Remove the page category from the search index and make everything a section

Relevant PR : #2762

TL;DR

This PR removes page categories from the search index and concatenates everything into sections instead. The changes modify how the documentation search functionality organizes content - rather than maintaining separate page categories, all content is now structured as sections within the search index. This appears to be part of a search index overhaul to simplify the organization structure.

Idea

My mentors suggested that the search index size will reduce a lot and the search results will be much better if we could just remove the page category and make everything a section. The biggest blocker in this was what about the text that does not come in any section like the text before any section and the text at the end of the page which does not have any section

Implementation

Creating struct

# Content segment for grouping content by sections
struct ContentSegment
    section_header::Union{Node, Nothing}  # AnchoredHeader node or nothing for default section
    content_nodes::Vector{Node}           # Content nodes belonging to this section
end

Creating functions

I added two functions to implement this approach

  • First function is segment_page_by_sections() It breaks page content into segments based on section headers.
# Segment page content by sections for improved search indexing
function segment_page_by_sections(page_mdast::Node)
    segments = ContentSegment[]
    current_segment_content = Node[]
    current_section_header = nothing

    for node in page_mdast.children
        if node.element isa Documenter.AnchoredHeader
            # Save previous segment if it has content or a header
            if !isempty(current_segment_content) || current_section_header !== nothing
                push!(segments, ContentSegment(current_section_header, copy(current_segment_content)))
            end
            # Start new section
            current_section_header = node
            current_segment_content = Node[]
        else
            # Skip nodes that shouldn't be indexed
            if !(node.element isa _SEARCHRECORD_IGNORED_BLOCK_TYPES)
                push!(current_segment_content, node)
            end
        end
    end

    # Add final segment
    if !isempty(current_segment_content) || current_section_header !== nothing
        push!(segments, ContentSegment(current_section_header, current_segment_content))
    end

    return segments
end
  • Second function is create_segment_search_record() It creates search record for each content segment
# Create search record for a content segment
function create_segment_search_record(ctx::HTMLContext, navnode::Documenter.NavNode, segment::ContentSegment)
    if segment.section_header === nothing
        # Default section - use page title and aggregate content
        page_title = mdflatten_pagetitle(DCtx(ctx, navnode))
        content_text = isempty(segment.content_nodes) ? "" :
            join([mdflatten(node) for node in segment.content_nodes], "\n\n")

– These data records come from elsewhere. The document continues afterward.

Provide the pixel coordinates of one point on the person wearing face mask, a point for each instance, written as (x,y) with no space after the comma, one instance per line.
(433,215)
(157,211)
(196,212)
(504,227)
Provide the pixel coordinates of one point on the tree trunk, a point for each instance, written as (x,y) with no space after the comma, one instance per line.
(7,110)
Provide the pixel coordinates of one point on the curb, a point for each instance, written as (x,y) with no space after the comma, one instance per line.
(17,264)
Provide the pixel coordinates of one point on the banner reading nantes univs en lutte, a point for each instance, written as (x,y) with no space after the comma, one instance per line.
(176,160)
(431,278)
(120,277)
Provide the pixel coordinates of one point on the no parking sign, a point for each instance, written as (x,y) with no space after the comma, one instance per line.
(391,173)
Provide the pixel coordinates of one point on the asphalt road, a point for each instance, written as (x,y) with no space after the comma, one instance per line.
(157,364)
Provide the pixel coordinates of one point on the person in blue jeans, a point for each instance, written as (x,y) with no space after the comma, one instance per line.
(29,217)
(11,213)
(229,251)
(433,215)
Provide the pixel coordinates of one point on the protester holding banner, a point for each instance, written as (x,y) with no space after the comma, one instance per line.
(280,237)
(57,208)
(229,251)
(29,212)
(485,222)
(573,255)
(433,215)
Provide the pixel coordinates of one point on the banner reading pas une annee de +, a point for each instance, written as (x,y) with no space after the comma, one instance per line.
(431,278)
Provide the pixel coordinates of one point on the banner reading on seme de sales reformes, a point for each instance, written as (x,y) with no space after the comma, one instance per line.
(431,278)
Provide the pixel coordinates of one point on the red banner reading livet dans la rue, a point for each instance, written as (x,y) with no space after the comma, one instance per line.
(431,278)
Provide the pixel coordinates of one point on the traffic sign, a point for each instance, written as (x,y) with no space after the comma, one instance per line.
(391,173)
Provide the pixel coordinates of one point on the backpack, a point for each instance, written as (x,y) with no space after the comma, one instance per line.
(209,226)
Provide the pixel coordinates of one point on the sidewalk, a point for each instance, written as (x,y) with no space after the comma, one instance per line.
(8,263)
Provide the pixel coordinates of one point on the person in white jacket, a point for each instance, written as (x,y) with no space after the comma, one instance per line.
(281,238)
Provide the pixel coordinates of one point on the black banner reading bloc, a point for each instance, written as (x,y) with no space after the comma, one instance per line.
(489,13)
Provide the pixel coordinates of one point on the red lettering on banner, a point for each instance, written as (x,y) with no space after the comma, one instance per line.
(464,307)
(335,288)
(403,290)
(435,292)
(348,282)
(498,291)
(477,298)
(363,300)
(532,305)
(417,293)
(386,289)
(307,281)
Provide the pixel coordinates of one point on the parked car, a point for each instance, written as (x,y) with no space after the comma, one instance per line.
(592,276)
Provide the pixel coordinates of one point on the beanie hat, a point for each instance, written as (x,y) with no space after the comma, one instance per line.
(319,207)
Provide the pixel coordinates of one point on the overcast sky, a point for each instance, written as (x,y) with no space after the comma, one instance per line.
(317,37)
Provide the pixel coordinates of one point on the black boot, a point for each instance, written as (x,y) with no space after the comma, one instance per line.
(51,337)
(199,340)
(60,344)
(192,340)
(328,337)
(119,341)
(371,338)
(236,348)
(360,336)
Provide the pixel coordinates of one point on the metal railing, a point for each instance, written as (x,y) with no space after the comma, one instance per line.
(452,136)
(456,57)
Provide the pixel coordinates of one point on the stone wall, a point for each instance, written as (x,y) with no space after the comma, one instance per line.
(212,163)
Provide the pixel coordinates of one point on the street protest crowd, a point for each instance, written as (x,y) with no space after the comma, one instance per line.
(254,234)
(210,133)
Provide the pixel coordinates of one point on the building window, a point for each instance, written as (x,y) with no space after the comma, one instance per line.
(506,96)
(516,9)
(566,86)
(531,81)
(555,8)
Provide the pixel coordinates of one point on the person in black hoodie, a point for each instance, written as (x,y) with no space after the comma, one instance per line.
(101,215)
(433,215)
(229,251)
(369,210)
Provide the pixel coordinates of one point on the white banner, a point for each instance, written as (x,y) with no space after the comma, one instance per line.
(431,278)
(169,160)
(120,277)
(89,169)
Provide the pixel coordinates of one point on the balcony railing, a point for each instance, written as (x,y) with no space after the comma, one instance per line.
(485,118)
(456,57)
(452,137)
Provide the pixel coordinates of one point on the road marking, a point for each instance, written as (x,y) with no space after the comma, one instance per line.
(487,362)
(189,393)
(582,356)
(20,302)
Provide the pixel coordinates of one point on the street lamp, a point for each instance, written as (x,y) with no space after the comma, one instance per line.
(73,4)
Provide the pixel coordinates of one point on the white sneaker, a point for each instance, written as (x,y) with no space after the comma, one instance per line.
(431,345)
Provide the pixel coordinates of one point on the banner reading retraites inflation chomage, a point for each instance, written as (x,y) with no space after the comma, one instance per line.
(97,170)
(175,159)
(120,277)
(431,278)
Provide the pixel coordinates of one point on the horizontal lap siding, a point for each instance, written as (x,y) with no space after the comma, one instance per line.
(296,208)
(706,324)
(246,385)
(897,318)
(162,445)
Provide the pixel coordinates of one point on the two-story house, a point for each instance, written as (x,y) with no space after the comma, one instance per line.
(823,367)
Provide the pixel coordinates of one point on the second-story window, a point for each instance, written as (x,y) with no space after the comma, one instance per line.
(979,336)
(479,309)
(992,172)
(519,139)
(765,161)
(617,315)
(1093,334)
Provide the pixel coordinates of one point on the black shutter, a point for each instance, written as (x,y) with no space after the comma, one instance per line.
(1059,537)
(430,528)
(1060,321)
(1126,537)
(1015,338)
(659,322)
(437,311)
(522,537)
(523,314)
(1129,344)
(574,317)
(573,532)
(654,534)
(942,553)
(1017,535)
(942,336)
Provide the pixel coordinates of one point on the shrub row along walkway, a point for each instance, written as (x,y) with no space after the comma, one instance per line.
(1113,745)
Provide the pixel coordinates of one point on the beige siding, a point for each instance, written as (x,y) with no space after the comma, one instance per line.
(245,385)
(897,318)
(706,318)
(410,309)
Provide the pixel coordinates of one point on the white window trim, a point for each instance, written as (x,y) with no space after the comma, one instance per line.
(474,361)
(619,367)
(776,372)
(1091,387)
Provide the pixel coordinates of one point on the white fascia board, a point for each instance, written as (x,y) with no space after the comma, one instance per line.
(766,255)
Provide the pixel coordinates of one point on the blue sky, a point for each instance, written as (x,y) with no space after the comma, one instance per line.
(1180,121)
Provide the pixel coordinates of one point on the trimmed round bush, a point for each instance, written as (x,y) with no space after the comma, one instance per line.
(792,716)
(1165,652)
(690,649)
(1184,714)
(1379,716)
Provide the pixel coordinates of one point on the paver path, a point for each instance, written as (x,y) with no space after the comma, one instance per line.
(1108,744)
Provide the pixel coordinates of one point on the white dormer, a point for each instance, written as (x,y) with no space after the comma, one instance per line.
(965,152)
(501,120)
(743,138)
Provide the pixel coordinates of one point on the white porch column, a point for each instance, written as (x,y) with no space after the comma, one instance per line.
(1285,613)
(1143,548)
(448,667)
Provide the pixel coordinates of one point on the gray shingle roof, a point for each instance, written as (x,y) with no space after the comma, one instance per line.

        return SearchRecord(
            pretty_url(ctx, get_url(ctx, navnode.page)),
            getpage(ctx, navnode),
            "",  # no fragment for default section
            "section",  # changed from "page" to "section"
            page_title,
            page_title,
            content_text
        )
    else
        # Named section
        a = segment.section_header.element.anchor
        section_title = mdflatten(segment.section_header)
        content_text = isempty(segment.content_nodes) ? "" :
            join([mdflatten(node) for node in segment.content_nodes], "\n\n")

        return SearchRecord(
            pretty_url(ctx, get_url(ctx, navnode.page)),
            getpage(ctx, navnode),
            Documenter.anchor_fragment(a),
            "section",
            section_title,
            mdflatten_pagetitle(DCtx(ctx, navnode)),
            content_text
        )
    end
end

and then in the domify function, iteratively create search records for each segment

function domify(dctx::DCtx)
    ctx, navnode = dctx.ctx, dctx.navnode
    page_mdast = getpage(ctx, navnode).mdast

    # Generate search index using new segmentation approach
    segments = segment_page_by_sections(page_mdast)
    for segment in segments
        search_record = create_segment_search_record(ctx, navnode, segment)
        push!(ctx.search_index, search_record)
    end

    # Generate HTML as before - process each child node individually
    return map(page_mdast.children) do node
        domify(dctx, node, node.element)
    end
end

What we are essentially doing here is concatenating all the content nodes in a single section and joing it with the header to create the ContentSegment struct

earlier the search index looked like this

before

now it looks like this :

after

these are some before and after results. Thank you Morten for sharing this :) fourth first second third

There is considerable improvement in the size of the search index and relevance of search results.